Great leaders understand that the only way to manage our egos, is to first respect it. Rather than try to fight a tug-of-war emotional battle between reason and emotion, its best to first to try and develop and understanding of who we actually are. This allows us to create change gradually but permanently, rather than simply using will power to try and overcome our gut instincts for each separate situation.
Great leaders respect who they are.
They don’t compare with others
As innately creatures that thrive in communities, most of us crave social acceptance.
In fact, most of the reason why our egos exist in the first place is to either please others or to prevent being criticised from other people.
It’s why we buy big houses to “keep up with the Jones”. Or don’t ask that girl out that we fancied in case we end up “looking stupid”. Or are afraid of making cold calls for fear of rejection.
And the more we surround ourselves with social standards, the harder life can become. Everything can become about winning – earning the most money, getting the most career advancement and off course getting the most likes on our Instagram page.
Great leaders understand that big egos and big expectations are closely linked.
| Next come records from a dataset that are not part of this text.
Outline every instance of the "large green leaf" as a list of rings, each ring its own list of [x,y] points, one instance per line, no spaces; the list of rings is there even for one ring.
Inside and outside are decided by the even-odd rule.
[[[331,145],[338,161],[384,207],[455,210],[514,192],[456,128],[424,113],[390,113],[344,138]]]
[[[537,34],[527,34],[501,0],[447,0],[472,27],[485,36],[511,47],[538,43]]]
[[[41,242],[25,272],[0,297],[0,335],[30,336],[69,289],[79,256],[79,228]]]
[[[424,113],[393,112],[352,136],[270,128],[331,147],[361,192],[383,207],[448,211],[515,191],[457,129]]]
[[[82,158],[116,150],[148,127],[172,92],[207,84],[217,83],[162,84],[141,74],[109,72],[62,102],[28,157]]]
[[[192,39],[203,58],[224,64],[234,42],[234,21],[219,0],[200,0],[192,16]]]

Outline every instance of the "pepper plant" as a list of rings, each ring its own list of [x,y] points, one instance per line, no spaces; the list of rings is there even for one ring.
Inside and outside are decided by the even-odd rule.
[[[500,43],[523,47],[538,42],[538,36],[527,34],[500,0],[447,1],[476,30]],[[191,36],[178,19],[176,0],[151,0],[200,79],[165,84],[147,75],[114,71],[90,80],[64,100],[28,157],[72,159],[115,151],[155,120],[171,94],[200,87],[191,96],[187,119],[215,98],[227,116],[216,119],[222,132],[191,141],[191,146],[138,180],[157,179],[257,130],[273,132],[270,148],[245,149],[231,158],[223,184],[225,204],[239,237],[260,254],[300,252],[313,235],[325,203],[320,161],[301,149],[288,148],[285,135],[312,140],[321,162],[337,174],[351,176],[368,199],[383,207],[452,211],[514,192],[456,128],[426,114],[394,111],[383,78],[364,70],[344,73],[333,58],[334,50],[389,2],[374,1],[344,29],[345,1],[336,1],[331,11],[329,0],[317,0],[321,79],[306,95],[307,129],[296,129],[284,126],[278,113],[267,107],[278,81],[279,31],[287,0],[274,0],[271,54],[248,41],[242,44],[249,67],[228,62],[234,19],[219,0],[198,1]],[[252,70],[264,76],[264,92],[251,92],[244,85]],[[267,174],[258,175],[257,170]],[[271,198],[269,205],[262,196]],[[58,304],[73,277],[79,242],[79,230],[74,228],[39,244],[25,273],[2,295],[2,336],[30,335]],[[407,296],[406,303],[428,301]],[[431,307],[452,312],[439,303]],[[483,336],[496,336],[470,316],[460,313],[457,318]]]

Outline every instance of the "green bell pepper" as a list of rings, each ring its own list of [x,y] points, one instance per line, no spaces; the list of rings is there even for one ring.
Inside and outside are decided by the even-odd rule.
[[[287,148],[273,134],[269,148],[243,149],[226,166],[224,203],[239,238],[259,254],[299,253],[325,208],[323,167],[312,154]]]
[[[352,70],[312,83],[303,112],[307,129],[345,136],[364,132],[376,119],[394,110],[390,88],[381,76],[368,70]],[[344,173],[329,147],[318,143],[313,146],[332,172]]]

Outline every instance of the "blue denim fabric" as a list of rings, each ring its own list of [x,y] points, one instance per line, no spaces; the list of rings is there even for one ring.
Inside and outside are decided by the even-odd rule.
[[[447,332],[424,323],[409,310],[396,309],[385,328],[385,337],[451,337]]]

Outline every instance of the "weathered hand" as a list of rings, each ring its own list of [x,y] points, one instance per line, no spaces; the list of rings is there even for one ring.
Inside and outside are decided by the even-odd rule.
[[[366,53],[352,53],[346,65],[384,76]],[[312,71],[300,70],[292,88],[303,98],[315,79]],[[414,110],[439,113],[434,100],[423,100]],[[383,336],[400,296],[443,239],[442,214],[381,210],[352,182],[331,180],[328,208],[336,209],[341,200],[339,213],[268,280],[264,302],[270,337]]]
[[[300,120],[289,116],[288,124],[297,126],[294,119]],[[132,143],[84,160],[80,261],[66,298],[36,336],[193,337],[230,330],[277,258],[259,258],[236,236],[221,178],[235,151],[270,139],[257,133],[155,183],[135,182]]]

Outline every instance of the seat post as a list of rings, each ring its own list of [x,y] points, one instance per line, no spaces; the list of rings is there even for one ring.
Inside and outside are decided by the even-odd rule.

Sure, using others as benchmarks or even inspiration to push yourself is always a good thing, but simply comparing oneself with others – often for things that we don’t really care about is the most surefire way to heavy stress. It can create unnecessary pride, greed and even jealousy. All ingredients of an ego that can take over and seem to have a life of its very own.
Rather than compare ourselves with anyone about anything, its more important to decide what’s most important to us and just focus on getting there.
Great leaders focus on what’s important to them.
They live life outside themselves
But perhaps the most important tool in controlling our personal egos is something that actually doesn’t involve any self-reflection or change in behaviour at all.
Something that is easy to do:
To help other people.
In the fast paced and ever connected world we live in today, everything has become about us. Personal achievement. We’re all constantly online, can constantly see what others are doing and are continuously check our page views, twitter followers and even bank accounts to see how we are progressing.
Its almost like we know exactly what our “score” is and life is about just trying to get it better.
Great leaders understand that the best way to control our ego and keep perspective is to remember that the world does not revolve purely around us. By going out of our way to help other people, we break the continuous pressure we create on ourselves and realise that everyone in the world has hopes and desires – not just us. It allows us to move away from self-importance to finding a genuine purpose. To create achievement based on passion and service rather than just hitting a target for personal reasons.
Living life beyond ourselves creates more adventure, purpose and fulfilment.
And besides, its much more fun too.
Great leaders have fun.
A huge ego can create huge achievement.
But it can result in huge destruction too.
Hence controlling it properly is a skill well worth mastering.
Great leaders understand that whilst difficult to do so, understanding and controlling our ego’s is a personal challenge that is critical to success and that can only be done by individuals themselves.
Its the only way to build respect and trust with others.
How does your leader control his ego?